The selection of sites for study and filming is guided by the fact that Venice is the site of a ghetto, where the term originated; Prague retains Europe’s oldest synagogue and Jewish cemetery; Dachau was the first Nazi state concentration camp, where the first prisoners to be executed were Jews; and Boston offers one of the most recent Holocaust memorial sites.  All four films consider witnessing and the symbolic meaning of place in association with loss, absence, renewal and tourism.  Most of the public who interact with the sites today were not first hand witnesses nor alive at the time of the Shoah.  As such, the films engage with perceptions and debates on collective memory, cultural memory, and post-memory. The project also evaluates the way our digital culture influences how we interact with historic sites and use the camera to witness and situate our involvement.
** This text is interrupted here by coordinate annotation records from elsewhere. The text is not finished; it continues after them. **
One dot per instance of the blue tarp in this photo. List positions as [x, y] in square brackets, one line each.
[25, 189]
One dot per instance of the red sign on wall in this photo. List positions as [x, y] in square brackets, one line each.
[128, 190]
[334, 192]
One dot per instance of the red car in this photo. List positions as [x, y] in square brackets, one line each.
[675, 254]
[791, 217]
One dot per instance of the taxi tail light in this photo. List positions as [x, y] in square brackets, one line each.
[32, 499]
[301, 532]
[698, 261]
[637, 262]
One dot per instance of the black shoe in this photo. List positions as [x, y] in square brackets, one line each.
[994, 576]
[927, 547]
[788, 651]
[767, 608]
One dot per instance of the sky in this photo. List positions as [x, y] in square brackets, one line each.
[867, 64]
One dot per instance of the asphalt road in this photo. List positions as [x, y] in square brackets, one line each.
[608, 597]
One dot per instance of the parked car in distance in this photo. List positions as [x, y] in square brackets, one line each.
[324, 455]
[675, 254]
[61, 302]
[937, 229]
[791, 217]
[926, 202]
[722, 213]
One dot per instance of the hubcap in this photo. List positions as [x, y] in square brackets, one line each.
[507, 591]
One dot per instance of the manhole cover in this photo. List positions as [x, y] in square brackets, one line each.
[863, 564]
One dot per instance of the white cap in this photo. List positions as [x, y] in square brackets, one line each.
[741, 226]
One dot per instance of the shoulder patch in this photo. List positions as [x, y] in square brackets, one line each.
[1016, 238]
The In Time of Place project developed from work undertaken for the experimental video installation, Beautiful Dachau (2006).  The title of the film was drawn from a poster on a bus shelter outside the former concentration camp that announced: 'Beautiful Dachau, things to see and do'.  The slogan encapsulates the challenges facing a town whose name is associated with the torture and murder of thousands of people.  This video installation and the issues it explores are examined in recent writings, including 'Spatial transfigurations in Beautiful Dachau' (The Journal of Architecture, 2006) and 'Beautiful Dachau's Contested Urban Identity', featured in Visualizing the City (Routledge, 2008).  The film foregrounds a traumatic space and the erasure and reappropriation of place.  Following its debut installation at the TRANS visual cultural exhibition and conference in Madison, Wisconsin in 2006, a series of screenings, keynotes and invited lectures on the project have been given in 2007 at the Constructions of Conflict Conference, Univ. of Wales, and at Harvard, Princeton and other institutions and venues.  The film In Place of Death has had a number of screenings at keynotes and invited talks, including at Edinburgh, Liverpool, Haifa, Canterbury, Cambridge, Syracuse, Manchester and other universities and museums.

Alan Marcus is the principal investigator on the project, which has received funding from the Carnegie Trust for the Universities of Scotland, the University of Aberdeen’s College of Arts and Social Sciences and the School of Language and Literature.